I was so excited to make this dish for dinner last night! It is full of veggies and as our garden is growing I have been anxious to use our vegetables! This dish is refreshing, filling, and healthy. We loved it and will be making it every summer when the squash and zucchini make their way to my kitchen.

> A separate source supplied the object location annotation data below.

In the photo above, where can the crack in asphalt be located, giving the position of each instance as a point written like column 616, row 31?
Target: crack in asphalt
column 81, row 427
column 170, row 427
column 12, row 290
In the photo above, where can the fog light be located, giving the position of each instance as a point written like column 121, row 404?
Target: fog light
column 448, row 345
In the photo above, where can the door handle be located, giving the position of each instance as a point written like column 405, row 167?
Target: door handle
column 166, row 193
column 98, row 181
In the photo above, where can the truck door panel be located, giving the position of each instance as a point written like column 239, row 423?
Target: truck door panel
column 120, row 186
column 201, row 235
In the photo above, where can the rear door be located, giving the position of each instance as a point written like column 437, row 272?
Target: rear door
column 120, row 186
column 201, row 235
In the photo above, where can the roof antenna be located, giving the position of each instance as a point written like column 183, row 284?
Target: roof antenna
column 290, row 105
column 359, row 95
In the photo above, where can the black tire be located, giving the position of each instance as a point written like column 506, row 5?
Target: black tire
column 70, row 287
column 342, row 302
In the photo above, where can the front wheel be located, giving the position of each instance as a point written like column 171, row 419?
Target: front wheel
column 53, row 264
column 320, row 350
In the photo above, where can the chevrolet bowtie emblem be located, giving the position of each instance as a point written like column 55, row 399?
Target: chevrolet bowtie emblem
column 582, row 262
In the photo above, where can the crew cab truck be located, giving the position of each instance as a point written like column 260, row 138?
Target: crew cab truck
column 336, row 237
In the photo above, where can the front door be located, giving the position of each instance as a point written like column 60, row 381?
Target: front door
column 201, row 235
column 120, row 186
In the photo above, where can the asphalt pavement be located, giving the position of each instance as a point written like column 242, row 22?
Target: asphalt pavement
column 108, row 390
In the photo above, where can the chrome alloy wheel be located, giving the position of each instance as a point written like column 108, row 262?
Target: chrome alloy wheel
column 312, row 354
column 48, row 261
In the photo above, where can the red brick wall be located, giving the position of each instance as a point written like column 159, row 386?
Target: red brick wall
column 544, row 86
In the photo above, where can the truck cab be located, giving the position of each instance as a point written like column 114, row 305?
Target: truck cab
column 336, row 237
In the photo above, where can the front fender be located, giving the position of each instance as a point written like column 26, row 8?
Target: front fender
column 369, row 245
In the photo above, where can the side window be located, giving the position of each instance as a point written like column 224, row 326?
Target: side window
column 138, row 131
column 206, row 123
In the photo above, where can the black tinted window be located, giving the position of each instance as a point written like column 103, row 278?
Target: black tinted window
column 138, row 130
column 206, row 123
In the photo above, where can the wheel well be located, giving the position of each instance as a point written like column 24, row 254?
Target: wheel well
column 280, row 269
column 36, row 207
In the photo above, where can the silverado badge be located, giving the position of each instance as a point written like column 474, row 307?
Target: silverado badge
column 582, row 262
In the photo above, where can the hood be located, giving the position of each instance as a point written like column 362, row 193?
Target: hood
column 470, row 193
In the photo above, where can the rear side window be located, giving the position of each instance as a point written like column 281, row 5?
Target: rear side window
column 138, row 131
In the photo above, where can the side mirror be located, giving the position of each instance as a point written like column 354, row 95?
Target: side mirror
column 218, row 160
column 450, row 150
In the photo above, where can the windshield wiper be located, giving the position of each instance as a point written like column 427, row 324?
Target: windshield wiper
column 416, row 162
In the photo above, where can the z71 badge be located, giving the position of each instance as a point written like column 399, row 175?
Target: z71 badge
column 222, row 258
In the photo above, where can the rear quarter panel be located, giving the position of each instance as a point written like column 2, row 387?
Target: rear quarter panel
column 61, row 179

Summer Veggie Skillet Lasagna
2 tbsp EVOO
1 onion, finely chopped
4 garlic cloves, minced
1 (28oz) can diced tomatoes
salt and pepper
10 lasagna noodles, broken into 2 inch pieces
1 small zucchini, cut into 1/2 inch chunks
1 small squash, cut into 1/2 inch chunks
1/4 cup fresh basil, shredded
1 cup part skim ricotta cheese
1 cup freshly grated parmesan cheese
Heat oil in a large 12 inch skillet over medium heat until simmering. Add onion and cook until soft, about 3 minutes. Add garlic and cook until fragrant, about 3o seconds. Drain tomatoes into a 2 cup measuring cup. Add additional water to make 2 full cups of liquid. Add to skillet with 1 tsp salt.
Scatter noodles in skillet. Layer tomatoes over noodles and bring to a simmer. Reduce heat to medium and cook, stirring occasionally for about 10 minutes.
Stir in veggies and cook, stirring occasionally about another 8 minutes or so until veggies and noodles are tender. Add basil, half of the ricotta and parmesan, and salt and pepper to taste. Stir until sauce is creamy. Dollop remaining ricotta over noodles and sprinkle with remaining parmesan cheese.